There are techno-economic analysis (TEA) papers on the algae to lipids pathways through photosynthesis. However, there are limited studies on understanding main cost drivers and economic impacts of photosynthetic production of bioproducts or chemicals from cyanobacteria or algae using integrated process concepts. Here, we will present the first of its kind conceptual design and TEA for photosynthetic ethylene from cyanobacteria. Ethylene is an interesting product candidate with high energy content  because of its viability as a building block for other materials, as well as its high demonstrated productivity (739 mg/L/day)3 compared to other possible products such as: 2,3-butandiol (236.3 mg/L/day) 4, isobutyraldehyde (149.5 mg/L/day)5, and ethanol (95.4 mg/L/day)6. However, similar to algae production of lipids, R&D is still in an early development stage. Therefore, the goal of this TEA is to predict near-long term cost targets, rather than judging the current state of technology.  The process model utilizes commercial scale production and nth plant assumptions, and more importantly, the integrated process concepts. The conceptual process design for such technology includes (1) ethylene production in a photobioreactor, (2) ethylene separation from photobioreactor off-gas, (3) ethylene oligomerization to hydrocarbon fuels, (4) distillation of hydrocarbons into fuel range cuts, and (5) anaerobic digestion of cyanobacteria spent biomass in a waste-water treatment facility, as well as nutrients recycling strategies. We will present not only the integrated process concept but also results of the economic analysis. The economic analysis will include capital costs, operating costs, and a minimum ethylene and hydrocarbon fuel (after ethylene upgrading) selling price determined from a discounted cash flow analysis. The process challenges will also be examined including ethylene separation from photobioreactor off gas. Additionally, sensitivity analysis will be discussed exploring key parameters that can significantly impact the overall process economics.  The sensitivity analysis will consider several process options such as, photobioreactor type, ethylene separation method, and microbial ethylene productivity. Finally, prospective options for R&D will be discussed.

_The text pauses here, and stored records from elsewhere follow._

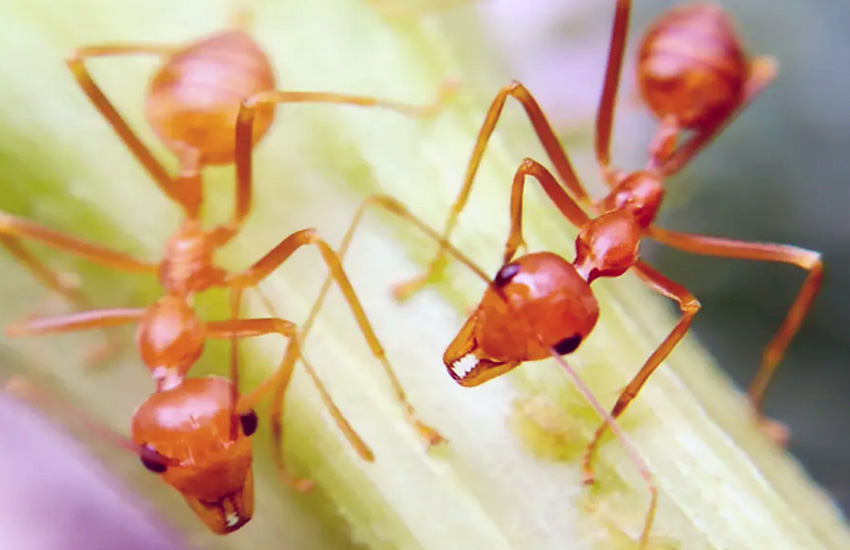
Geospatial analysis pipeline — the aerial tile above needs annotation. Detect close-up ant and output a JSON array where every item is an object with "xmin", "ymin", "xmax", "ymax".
[
  {"xmin": 0, "ymin": 0, "xmax": 850, "ymax": 550},
  {"xmin": 386, "ymin": 0, "xmax": 823, "ymax": 480},
  {"xmin": 0, "ymin": 20, "xmax": 444, "ymax": 533}
]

1.         Ungerer J, Tao L, Davis M, Ghirardi M, Maness P-C and Yu J. Sustained photosynthetic conversion of CO2 to ethylene in recombinant cyanobacterium Synechocystis 6803. Energy & Environmental Science. 2012; 5: 8998-9006.

2.         Ecket C XW, Xiong W, Lynch S, Ungerer J , Tao L, et al. . Ethylene-forming enzyme and bioethylene production. Biotechnol Biofuels. 2014; 7-33.

3.         Ungerer J YJ. Presentation: Photobiological Ethylene Production in Synechocystis 6803. 11th Workshop on Cyanobacteria Washington University, St. Louis2013.

4.         Oliver JWK, Machado IMP, Yoneda H and Atsumi S. Cyanobacterial conversion of carbon dioxide to 2,3-butanediol. Proceedings of the National Academy of Sciences. 2013; 110: 1249-54.

5.         Atsumi S, Higashide W and Liao JC. Direct photosynthetic recycling of carbon dioxide to isobutyraldehyde. Nat Biotech. 2009; 27: 1177-80.

6.         Vu TT, Hill EA, Kucek LA, Konopka AE, Beliaev AS and Reed JL. Computational evaluation of Synechococcus sp. PCC 7002 metabolism for chemical production. Biotechnology Journal. 2013; 8: 619-30.